APP下载

可可FAT基因家族进化及表达模式分析

2020-06-19李付鹏邓云梅伍宝朵秦晓威闫林赖剑雄

热带作物学报 2020年5期

李付鹏 邓云梅 伍宝朵 秦晓威 闫林 赖剑雄

摘  要:在植物中,酰基-ACP硫酯酶(fatty acyl-ACP thioesterase, FAT)是调控脂肪酸合成的關键酶。为解析可可FAT基因家族成员的特点与功能,本研究从可可基因组中筛选鉴定出FAT基因家族的6个成员,分别命名为TcFATA、TcFATB1、TcFATB2、TcFATB3、TcFATB4、TcFATB5。6个基因外显子数目为6~7个,编码区(CDS)长度介于1128~1263 bp,预测蛋白分子量介于42.72~46.47 kDa,等电点介于6.57~9.10。进化分析结果表明可可FAT基因家族分成FATA与FATB亚群,FATA亚群包含1个可可TcFATA成员,FATB亚群包含5个可可TcFATBs成员。不同可可种子发育时期表达分析结果表明:TcFATA和TcFATB1伴随果实发育成熟,表达量呈下降趋势,TcFATA和TcFATB1在不同种质中表达量与油酸(C18:1)和棕榈酸(C16:0)比例呈正相关,表明其与脂肪酸组分比例调控有紧密关联。

关键词:可可;酰基载体蛋白硫酯酶(FAT);系统进化;表达模式

中图分类号:S571.3      文献标识码:A

Phylogeny and Expression Profile of Fatty Acyl-ACP Thioesterase (FAT) Gene Family in Cacao (Theobroma cacao L.)

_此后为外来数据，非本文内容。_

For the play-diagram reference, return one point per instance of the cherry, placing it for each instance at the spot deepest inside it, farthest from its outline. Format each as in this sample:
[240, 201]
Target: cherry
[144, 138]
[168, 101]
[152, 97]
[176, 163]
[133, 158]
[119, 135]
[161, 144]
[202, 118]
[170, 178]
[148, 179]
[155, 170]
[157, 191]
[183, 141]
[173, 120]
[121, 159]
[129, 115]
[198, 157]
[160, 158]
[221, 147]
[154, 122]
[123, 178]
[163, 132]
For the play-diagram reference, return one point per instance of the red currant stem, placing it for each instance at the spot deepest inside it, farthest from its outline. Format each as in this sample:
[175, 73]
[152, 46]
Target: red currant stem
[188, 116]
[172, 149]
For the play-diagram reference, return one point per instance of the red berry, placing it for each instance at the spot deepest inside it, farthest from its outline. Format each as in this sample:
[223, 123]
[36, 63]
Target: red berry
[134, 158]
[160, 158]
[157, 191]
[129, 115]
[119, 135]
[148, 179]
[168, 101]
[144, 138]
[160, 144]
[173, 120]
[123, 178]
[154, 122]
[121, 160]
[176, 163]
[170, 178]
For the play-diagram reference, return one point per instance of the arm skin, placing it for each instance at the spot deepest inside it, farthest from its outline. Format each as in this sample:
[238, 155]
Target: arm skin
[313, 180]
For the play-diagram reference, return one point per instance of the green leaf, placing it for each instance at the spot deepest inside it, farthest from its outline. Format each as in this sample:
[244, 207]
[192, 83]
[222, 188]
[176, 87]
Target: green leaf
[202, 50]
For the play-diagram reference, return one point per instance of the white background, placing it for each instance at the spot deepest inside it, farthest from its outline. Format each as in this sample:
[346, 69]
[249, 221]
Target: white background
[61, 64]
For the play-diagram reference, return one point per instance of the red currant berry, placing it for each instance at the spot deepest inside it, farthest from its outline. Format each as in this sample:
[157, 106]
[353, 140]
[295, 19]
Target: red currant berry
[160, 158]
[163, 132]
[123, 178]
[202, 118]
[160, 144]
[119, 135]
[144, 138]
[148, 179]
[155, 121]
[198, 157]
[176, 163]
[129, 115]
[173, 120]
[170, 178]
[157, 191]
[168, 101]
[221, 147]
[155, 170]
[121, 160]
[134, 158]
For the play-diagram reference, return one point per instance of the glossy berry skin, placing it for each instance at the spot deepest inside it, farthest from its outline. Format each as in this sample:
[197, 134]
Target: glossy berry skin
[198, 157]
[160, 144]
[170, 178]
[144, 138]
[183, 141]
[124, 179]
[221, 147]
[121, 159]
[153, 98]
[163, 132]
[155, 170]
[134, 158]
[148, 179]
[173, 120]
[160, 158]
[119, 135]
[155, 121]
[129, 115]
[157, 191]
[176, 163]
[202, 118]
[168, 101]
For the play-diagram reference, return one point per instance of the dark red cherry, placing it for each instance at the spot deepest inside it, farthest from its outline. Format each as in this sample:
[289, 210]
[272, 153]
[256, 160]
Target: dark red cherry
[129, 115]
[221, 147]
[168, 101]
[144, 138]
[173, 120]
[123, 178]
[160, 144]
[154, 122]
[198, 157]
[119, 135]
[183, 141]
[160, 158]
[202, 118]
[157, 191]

LI Fupeng1, DENG Yunmei1, 2, WU Baoduo1, QIN Xiaowei1, YAN Lin1, LAI Jianxiong1

1. Spice and Beverage Research Institute, Chinese Academy of Tropical Agricultural Sciences / Key Laboratory of Genetic Resources Utilization of Spice and Beverage Crops, Ministry of Agriculture and Rural Affairs / Hainan Provincial Key Laboratory of Genetic Improvement and Quality Regulation for Tropical Spice and Beverage Crops, Wanning, Hainan 571533, China; 2. College of Tropical Crop Science, Yunnan Agricultural University, Pu'er, Yunnan 665099, China

Abstract: Fatty acyl-ACP thioesterase (FAT) is the key enzyme regulating the synthesis of plant lipid. In order to better understand the characteristics of FAT gene family in Theobroma cacao, six novel FAT genes were identified from economically important cacao trees, designated as TcFATA, TcFATB1, TcFATB2, TcFATB3, TcFATB4, TcFATB5, respectively. Sequences analyses revealed that CDS of TcFATs was 1128–1263 bp, containing 6–7 exons. The molecular weight of the six predicted protein was 42.72–46.47 kDa, and pI of the proteins was 6.57–9.10. FAT family could be divided into FATA (one TcFATA) and FATB (five TcFATBs) subfamily. The expression patterns of the genes were investigated via real-time PCR in various developmental phases. The transcription level of TcFATA and TcFATB1 was continuously decreased along with pod development. Furthermore, the expression level of TcFATA and TcFATB1 was positively associated with the ratio of oleic acid (C18:1) and palmitic acid (C16:0) respectively. The results indicate that TcFATA and TcFATB1 are significantly related with the regulation of fatty acid component.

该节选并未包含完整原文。